Just for the record, the term ‘octopodes’ should be used to describe several different groups or species of octopus. To describe a group of the same species of octopus, the correct term is the slightly unattractive ‘octopuses’. And as for the term octopi, well, it isn’t even considered a real word! So that’s that cleared up.
‘Just when you thought it was safe to get back into the water’ seems a somewhat trite opening. But whatever the preamble, there remains another reason to watch your step when traipsing through the shallows of north Australia and Southeast Asia, albeit one that is a good deal more aesthetically pleasing than the ugly stonefish: the blue-ringed octopus.
Beautiful and delicate as the coral itself, the four known species of blue-ringed octopus are largely nocturnal, spending their days nestled like land mines in makeshift nests – usually sea shells, but since the advent of man, these flexible invertebrates have made fruitful use of bottles and also cans. Unlike many sea creatures its size (the largest grow to about 57cm), the blue-ringed octopus has been known to become quite aggressive when its seclusion is disturbed – say, by the foot of a clumsy human. It will retract its arms to make its sharp beak protrude in an attempt to discharge one of nature’s most deadly poisons – the deadly toxin tetradodoxin.
Tetradodoxin is the same deadly ingredient found in the flesh of the pufferfish. In the blue-ringed octopus, it is generated by bacteria that live symbiotically within the host creature’s salivary gland. Following a bite, the toxin will usually kill a human – a being many times the size of the octopus – in a matter of minutes. No effective antidote is yet known. The octopus uses its beak to crack the carapace of crustaceans and the shells of mollusks, afterwards injecting its deadly saliva into the prey’s body. It will suck the soft flesh through the hole it has made, leaving behind an empty shell.
Even amidst the endless variation of the animal kingdom, rarely has death been packaged so attractively. Like many of its relatives in the group Cephalapoda (literally meaning ‘head foot’, due to the apparent body structure of octopodes, squid and others), the blue-ringed octopus boasts a flamboyant colour scheme that changes according to its mood. The meanings of cephalapod colouring are complex and not always well understood, though scientists are slowly coming to the conclusion that they are part of a sophisticated communication system that operates between these intelligent animals.
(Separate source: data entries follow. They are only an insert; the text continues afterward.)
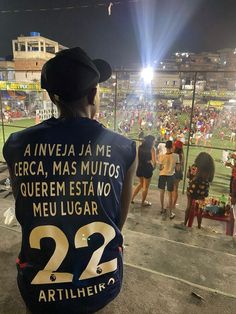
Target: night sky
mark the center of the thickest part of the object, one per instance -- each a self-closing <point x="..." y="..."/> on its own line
<point x="136" y="31"/>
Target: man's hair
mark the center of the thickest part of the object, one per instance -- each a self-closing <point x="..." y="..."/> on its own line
<point x="71" y="74"/>
<point x="169" y="144"/>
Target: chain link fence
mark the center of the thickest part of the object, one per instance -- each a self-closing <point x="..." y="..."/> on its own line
<point x="199" y="108"/>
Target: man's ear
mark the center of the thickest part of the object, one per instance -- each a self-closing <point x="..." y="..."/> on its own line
<point x="91" y="96"/>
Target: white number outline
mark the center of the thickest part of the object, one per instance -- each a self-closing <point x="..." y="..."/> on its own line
<point x="93" y="269"/>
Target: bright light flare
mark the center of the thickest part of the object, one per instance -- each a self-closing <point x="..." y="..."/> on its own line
<point x="147" y="74"/>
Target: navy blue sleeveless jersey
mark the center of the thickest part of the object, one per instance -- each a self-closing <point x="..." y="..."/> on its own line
<point x="67" y="177"/>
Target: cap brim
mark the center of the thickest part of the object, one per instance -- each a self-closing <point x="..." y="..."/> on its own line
<point x="104" y="69"/>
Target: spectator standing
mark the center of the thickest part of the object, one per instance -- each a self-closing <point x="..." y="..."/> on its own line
<point x="178" y="176"/>
<point x="146" y="165"/>
<point x="168" y="163"/>
<point x="73" y="200"/>
<point x="200" y="175"/>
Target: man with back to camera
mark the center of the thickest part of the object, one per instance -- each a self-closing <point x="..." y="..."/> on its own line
<point x="72" y="182"/>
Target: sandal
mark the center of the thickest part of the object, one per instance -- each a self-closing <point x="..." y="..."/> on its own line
<point x="146" y="203"/>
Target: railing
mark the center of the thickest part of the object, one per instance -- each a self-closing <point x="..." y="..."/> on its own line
<point x="178" y="102"/>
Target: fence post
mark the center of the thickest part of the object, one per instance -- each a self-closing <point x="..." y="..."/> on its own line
<point x="115" y="108"/>
<point x="3" y="131"/>
<point x="190" y="127"/>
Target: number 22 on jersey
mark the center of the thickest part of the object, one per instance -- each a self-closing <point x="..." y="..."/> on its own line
<point x="49" y="274"/>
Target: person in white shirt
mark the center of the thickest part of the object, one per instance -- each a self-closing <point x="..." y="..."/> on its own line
<point x="168" y="163"/>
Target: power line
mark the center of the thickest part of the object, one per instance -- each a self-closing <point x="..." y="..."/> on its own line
<point x="74" y="7"/>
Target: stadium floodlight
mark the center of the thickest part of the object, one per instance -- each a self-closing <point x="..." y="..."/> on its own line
<point x="147" y="74"/>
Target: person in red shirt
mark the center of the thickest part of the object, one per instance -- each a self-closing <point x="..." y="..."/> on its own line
<point x="232" y="185"/>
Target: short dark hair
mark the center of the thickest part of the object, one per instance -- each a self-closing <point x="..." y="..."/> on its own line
<point x="169" y="144"/>
<point x="72" y="73"/>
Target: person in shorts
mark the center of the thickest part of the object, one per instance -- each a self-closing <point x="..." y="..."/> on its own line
<point x="168" y="163"/>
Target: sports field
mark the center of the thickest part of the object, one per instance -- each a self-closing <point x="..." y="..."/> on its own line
<point x="222" y="174"/>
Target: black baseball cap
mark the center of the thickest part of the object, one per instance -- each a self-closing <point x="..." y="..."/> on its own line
<point x="72" y="73"/>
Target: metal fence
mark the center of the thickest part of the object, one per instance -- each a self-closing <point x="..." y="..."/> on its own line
<point x="197" y="107"/>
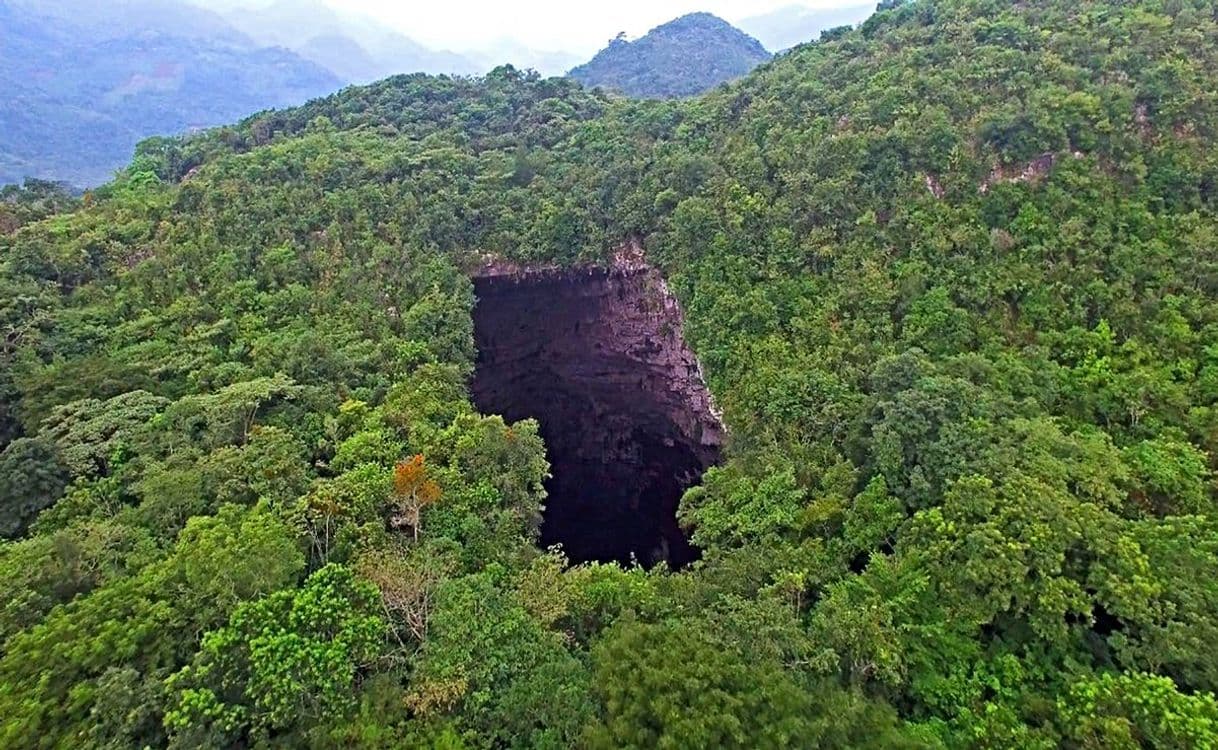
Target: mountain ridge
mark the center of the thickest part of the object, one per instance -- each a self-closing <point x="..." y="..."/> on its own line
<point x="682" y="57"/>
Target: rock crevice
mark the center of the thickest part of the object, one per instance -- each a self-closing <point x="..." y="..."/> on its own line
<point x="598" y="358"/>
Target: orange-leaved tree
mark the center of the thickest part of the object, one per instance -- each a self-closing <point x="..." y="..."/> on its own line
<point x="413" y="491"/>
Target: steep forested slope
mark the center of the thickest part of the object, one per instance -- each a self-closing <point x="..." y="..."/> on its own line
<point x="683" y="57"/>
<point x="953" y="278"/>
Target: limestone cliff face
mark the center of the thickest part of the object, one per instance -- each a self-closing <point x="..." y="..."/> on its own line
<point x="597" y="357"/>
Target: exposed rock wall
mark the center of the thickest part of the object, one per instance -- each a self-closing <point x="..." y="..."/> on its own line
<point x="597" y="357"/>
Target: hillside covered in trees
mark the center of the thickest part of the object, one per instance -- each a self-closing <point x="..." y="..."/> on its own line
<point x="953" y="280"/>
<point x="683" y="57"/>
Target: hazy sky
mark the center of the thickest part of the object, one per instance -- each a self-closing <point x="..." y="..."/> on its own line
<point x="558" y="24"/>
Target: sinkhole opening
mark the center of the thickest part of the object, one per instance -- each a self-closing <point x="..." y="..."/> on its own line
<point x="597" y="357"/>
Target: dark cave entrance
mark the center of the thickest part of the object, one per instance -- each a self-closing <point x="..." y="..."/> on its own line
<point x="598" y="359"/>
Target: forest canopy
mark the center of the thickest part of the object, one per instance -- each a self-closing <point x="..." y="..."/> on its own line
<point x="953" y="278"/>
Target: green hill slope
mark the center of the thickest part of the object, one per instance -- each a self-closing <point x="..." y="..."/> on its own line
<point x="951" y="276"/>
<point x="683" y="57"/>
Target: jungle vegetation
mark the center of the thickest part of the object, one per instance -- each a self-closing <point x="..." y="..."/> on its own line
<point x="954" y="280"/>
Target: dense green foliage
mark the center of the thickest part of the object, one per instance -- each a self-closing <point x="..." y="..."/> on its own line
<point x="683" y="57"/>
<point x="954" y="280"/>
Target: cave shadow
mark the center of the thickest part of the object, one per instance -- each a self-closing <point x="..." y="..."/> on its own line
<point x="597" y="358"/>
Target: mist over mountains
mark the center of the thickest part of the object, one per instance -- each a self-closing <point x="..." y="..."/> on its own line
<point x="87" y="80"/>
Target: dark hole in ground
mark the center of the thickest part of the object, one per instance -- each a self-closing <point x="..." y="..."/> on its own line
<point x="598" y="359"/>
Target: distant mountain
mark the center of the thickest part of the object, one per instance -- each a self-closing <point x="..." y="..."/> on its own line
<point x="795" y="24"/>
<point x="80" y="90"/>
<point x="355" y="48"/>
<point x="682" y="57"/>
<point x="521" y="56"/>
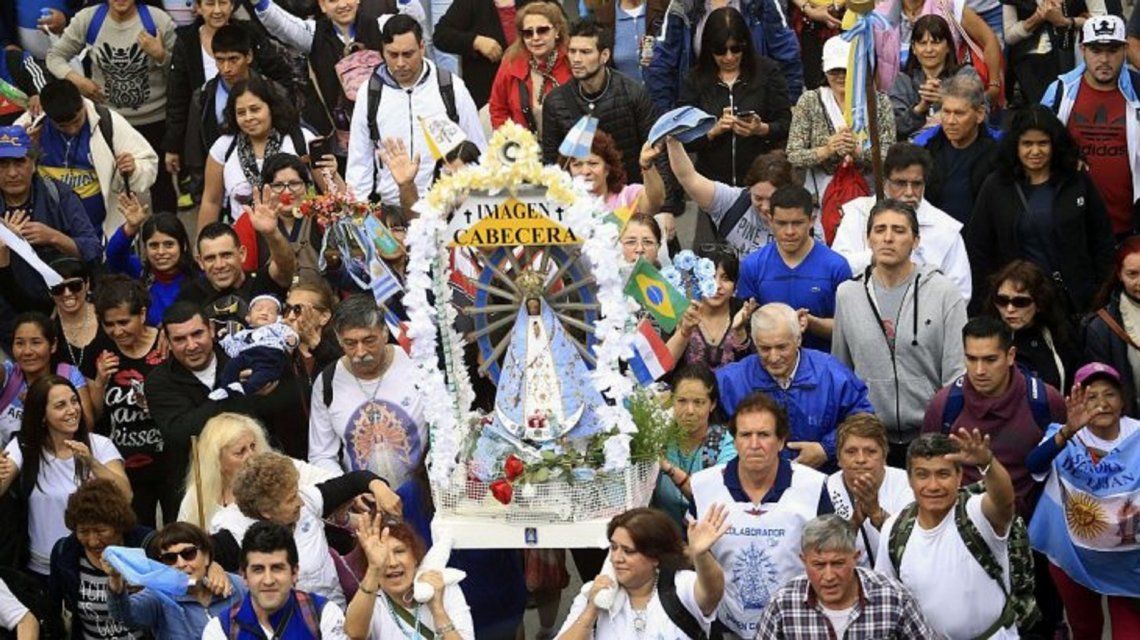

At first glance, the various species of blue-ringed octopus can be difficult to tell apart in situ. But by enraging one, perhaps by interrupting the solitude of a female who is guarding her eggs, a canny (and foolhardy) investigator will cause the octopus to reveal characteristic colours and patterns. The greater blue-ringed octopus is thus named for the size of its rings, not the size of its body. Its rings grow larger and will pulsate when it feels threatened. And for anyone who wishes to get close enough, this species can also be recognized by a characteristic iridescent blue ring that runs through its eye. The lesser blue-ringed octopus is decorated with brown patches, and its rings are barely visible until it is provoked. The blue-lined octopus – a third species – can be grey, beige or brown depending on its mood.